Selama parade, sekitar 1.000 warga Israel dikabarkan mengibarkan bendera dan meneriakkan slogan-slogan anti-Palestina, dan sejumlah toko milik Palestina diwajibkan tutup selama kegiatan berlangsung.
Menurut Kantor Berita Palestina WAFA, parade tersebut turut dihadiri oleh beberapa tokoh penting pemerintah Israel seperti Menteri Keamanan Nasional ultranasionalis Itamar Ben-Gvir, Menteri Keuangan Bezalel Smotrich, Menteri Warisan Amihai Eliyahu, dan Menteri Transportasi Miri Regev.
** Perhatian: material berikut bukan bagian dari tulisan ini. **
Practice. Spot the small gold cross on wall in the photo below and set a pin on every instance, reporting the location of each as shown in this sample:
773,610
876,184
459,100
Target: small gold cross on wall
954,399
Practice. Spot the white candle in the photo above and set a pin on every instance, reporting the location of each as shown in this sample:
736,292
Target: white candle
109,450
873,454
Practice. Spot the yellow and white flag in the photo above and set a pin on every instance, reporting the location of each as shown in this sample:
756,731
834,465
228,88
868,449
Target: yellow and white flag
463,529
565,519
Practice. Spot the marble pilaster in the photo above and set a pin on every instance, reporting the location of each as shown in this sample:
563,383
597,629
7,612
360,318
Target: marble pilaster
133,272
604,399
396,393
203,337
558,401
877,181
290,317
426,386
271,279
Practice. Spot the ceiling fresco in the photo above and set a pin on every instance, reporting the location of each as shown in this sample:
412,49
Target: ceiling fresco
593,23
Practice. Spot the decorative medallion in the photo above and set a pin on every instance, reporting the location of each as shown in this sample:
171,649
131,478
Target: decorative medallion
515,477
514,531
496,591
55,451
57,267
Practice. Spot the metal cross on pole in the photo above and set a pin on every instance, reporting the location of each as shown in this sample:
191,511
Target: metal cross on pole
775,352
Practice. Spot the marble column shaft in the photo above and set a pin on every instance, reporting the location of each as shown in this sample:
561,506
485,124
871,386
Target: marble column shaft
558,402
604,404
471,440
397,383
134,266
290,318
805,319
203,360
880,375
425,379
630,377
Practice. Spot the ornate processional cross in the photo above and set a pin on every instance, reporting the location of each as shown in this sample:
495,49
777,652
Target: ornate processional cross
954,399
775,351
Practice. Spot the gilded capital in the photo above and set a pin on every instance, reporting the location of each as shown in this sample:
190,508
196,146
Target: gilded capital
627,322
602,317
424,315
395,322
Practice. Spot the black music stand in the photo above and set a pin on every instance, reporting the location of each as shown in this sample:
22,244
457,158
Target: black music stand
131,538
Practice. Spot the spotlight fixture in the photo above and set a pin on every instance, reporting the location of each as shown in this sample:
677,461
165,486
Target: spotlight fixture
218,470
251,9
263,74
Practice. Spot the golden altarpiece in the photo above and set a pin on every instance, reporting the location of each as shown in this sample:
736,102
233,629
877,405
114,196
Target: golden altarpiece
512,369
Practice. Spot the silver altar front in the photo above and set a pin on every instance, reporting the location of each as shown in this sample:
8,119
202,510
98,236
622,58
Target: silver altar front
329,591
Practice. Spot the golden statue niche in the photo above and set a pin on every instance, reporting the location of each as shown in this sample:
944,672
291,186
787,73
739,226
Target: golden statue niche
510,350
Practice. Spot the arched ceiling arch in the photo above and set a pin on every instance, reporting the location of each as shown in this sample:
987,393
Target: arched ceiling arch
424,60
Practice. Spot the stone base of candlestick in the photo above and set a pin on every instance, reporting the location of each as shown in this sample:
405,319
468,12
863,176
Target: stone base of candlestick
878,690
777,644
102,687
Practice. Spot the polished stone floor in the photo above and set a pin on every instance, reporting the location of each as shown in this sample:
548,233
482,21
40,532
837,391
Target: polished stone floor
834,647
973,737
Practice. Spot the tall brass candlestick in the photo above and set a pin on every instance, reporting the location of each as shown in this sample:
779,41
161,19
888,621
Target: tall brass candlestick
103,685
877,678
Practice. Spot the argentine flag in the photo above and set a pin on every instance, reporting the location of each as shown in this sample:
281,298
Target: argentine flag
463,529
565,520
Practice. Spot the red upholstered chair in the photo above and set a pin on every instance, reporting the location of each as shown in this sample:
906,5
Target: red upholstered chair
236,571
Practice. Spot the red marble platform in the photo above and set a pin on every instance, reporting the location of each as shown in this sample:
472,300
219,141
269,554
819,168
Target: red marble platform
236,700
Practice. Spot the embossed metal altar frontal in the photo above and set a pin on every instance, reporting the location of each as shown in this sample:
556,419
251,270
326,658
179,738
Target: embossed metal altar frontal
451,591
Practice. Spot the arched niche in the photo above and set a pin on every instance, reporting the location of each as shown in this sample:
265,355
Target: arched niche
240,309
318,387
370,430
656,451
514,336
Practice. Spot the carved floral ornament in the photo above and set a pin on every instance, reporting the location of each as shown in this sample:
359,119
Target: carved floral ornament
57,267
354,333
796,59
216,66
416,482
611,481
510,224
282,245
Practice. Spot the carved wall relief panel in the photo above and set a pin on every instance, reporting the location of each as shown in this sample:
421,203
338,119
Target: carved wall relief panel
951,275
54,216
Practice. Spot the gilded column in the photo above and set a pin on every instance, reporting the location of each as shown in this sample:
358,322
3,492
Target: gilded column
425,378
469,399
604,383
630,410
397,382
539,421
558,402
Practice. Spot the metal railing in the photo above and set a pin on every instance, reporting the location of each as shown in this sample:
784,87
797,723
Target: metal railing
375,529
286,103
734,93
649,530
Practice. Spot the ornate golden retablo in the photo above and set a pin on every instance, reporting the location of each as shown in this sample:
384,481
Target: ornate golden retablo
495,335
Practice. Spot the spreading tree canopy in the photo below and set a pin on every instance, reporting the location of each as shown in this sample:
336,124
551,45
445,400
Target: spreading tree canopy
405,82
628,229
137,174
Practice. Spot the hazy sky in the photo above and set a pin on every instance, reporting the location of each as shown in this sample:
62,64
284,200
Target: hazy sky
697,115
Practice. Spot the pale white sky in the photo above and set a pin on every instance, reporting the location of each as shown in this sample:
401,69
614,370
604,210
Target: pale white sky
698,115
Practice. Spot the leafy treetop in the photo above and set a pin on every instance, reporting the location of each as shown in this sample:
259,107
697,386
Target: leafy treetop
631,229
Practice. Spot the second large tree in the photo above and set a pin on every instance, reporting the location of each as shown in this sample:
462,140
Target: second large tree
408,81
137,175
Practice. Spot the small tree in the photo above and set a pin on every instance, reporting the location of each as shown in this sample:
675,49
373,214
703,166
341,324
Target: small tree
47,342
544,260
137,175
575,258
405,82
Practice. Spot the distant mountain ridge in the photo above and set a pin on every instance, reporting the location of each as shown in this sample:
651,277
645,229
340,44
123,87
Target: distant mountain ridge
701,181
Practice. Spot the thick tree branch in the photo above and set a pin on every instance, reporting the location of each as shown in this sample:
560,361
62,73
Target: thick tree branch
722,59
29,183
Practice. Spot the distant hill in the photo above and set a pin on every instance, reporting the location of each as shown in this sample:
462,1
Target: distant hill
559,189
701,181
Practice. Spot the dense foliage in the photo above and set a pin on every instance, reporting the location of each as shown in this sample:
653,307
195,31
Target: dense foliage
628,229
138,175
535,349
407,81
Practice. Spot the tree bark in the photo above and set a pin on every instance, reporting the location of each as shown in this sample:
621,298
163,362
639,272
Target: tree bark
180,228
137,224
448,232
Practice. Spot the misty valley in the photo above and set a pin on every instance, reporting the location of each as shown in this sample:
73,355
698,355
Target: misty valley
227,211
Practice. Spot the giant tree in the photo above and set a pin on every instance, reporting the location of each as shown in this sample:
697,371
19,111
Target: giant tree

The New Arab melaporkan bahwa eskalasi ini diawali dengan pernyataan kontroversial Itamar Ben Gvir yang mengindikasikan kemungkinan penyerbuan terhadap situs tersebut dalam sebuah wawancara dengan radio Angkatan Darat Israel GLZ.
Ben Gvir menyatakan bahwa parade dijadwalkan melewati Muslim Quarter dan Gerbang Damaskus di Kota Tua Yerusalem Timur, meskipun telah menjadi titik ketegangan dalam beberapa tahun terakhir.
Kondisi di Yerusalem terus dipantau ketat menyusul insiden ini, dengan komunitas internasional dan regional menyerukan kedamaian dan penghormatan terhadap hak-hak semua warga, terutama di tempat-tempat suci.